Cander, metil alkolün sanayide yaygın olarak kullanıldığına dikkat çekerek, “Sahte içki kaynaklı zehirlenmeler genellikle metil alkol içeriyor. Bu maddeye ulaşım oldukça kolay; birçok sanayi dalında ucuzca temin edilebiliyor. Eğer metil alkolle içki üretilirse, bu çok toksik bir içeceğe dönüşmekte,” ifadesini kullandı. Metil alkol alındıktan sadece bir saat içinde kana karışabildiğini söyleyen Cander, semptomların başlangıçta fark edilmesinin kolay olmadığını vurguladı. “Bu nedenle, 30 saate kadar uzayabilen bir ‘sessiz dönem’ yaşanabilir. Bulantı, kusma, baş dönmesi, baş ağrısı gibi belirtiler dışında, gözle ilgili bulgular oldukça belirleyicidir. Işıktan korkma, görmede bulanıklık ve çift görme gibi belirtiler, körlüğe varabilen ciddi sonuçlara yol açabilir,” şeklinde uyarıda bulundu. Metil alkol vücutta asite dönüşeceğinden, bu asidin göz sinirlerine büyük zararlar verdiğini hatırlatarak, “Kalıcı hasar riskinin yüzde 25 olduğunu görebiliyoruz,” dedi.

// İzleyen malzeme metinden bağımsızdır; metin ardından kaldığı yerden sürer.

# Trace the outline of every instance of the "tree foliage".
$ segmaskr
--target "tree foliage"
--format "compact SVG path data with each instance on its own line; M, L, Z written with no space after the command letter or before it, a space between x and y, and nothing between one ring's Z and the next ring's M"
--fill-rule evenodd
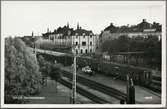
M38 63L20 38L5 39L5 103L23 103L17 97L30 96L40 90Z

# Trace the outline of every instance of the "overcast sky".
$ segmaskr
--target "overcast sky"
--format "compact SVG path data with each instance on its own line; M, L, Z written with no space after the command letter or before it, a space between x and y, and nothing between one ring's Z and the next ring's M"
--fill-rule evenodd
M112 22L116 26L142 21L164 22L164 1L2 1L2 36L41 35L69 22L100 32Z

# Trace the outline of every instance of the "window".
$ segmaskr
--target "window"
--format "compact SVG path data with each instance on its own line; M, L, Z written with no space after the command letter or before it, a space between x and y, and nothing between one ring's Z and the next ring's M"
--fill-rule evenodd
M86 54L88 53L88 50L87 50L87 49L85 50L85 53L86 53Z
M78 50L75 50L76 54L78 54Z
M78 42L75 42L75 45L78 45Z
M86 42L82 42L82 46L86 46Z
M90 45L92 45L92 42L90 42Z

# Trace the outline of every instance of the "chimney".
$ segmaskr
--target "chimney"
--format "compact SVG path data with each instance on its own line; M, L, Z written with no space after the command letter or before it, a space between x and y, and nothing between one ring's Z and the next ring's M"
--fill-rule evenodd
M143 22L146 22L146 19L143 19Z
M49 28L47 28L47 33L49 33Z

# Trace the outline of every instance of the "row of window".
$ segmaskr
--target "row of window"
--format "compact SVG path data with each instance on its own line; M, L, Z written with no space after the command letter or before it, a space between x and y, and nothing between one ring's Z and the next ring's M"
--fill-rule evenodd
M78 45L78 42L75 42L75 45ZM92 42L90 42L90 45L92 45ZM86 46L86 42L85 41L82 42L82 46Z
M75 36L76 37L76 39L78 38L78 36ZM83 38L85 38L85 35L83 35ZM92 35L90 35L90 38L92 38Z
M76 54L78 54L78 53L79 53L79 50L75 50L75 52L76 52ZM81 53L81 54L84 53L83 49L80 50L80 53ZM85 53L86 53L86 54L88 53L88 50L87 50L87 49L85 49ZM90 49L90 53L92 53L92 49Z

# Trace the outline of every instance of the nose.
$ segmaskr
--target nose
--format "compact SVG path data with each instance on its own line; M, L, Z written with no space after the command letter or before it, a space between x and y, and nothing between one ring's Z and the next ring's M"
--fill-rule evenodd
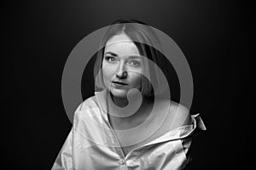
M125 67L124 63L120 63L120 65L119 65L118 71L116 72L116 76L119 79L125 79L128 76L128 73L125 70L124 67Z

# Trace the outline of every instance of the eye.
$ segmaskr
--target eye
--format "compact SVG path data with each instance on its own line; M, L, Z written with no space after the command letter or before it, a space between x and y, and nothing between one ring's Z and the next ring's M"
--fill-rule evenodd
M116 62L116 59L113 56L106 56L105 60L109 63L115 63Z
M132 65L132 66L139 66L140 65L140 62L137 61L137 60L131 60L129 62L129 65Z

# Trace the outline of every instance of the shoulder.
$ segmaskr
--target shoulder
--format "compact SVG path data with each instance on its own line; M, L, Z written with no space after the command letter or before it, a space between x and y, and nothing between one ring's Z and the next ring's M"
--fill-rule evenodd
M96 97L91 96L88 99L86 99L84 101L83 101L76 109L75 114L77 114L79 111L84 111L86 110L91 110L98 108L97 103L96 102Z
M191 124L189 110L184 105L171 100L169 110L173 122L173 128Z

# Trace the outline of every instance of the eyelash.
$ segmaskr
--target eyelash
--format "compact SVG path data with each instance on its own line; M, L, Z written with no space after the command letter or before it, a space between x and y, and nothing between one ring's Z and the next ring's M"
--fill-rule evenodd
M111 61L110 60L112 60L112 59L113 59L113 60L114 60L114 61ZM115 57L113 57L113 56L105 56L105 60L106 60L108 62L109 62L109 63L113 63L113 62L116 61ZM140 66L140 62L139 62L139 61L132 60L132 61L131 61L131 62L129 62L129 63L136 63L135 65L131 64L132 66L135 66L135 67Z
M112 63L113 61L110 61L110 60L109 60L110 59L114 59L114 60L115 60L115 58L114 58L114 57L112 57L112 56L106 56L106 57L105 57L105 60L106 60L107 61Z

Geç dönemde, vücutta asidin birikmeye başladığını belirten Cander, kanda asidoz denilen bir durumda tüm organların etkilenebileceğini dile getirdi. Özellikle gözden sonra beyin en çok etkilenen organ olduğunu ifade eden Cander, “Deprese edici bulguların yanı sıra bu durum Parkinson hastalığına da yol açabilir,” şeklinde bilgi verdi. Bu noktada, hastaların diyaliz ihtiyacının doğabileceğini ve hastanelerde alınan tüm önlemlere rağmen içmemek kadar güvenli bir tedbir olamayacağını belirtti. Cander, “En iyi üniversitenin en iyi hastanesinde bile olsanız, belli bir aşamadan sonra bu durumu geri döndürmek mümkün değil,” dedi.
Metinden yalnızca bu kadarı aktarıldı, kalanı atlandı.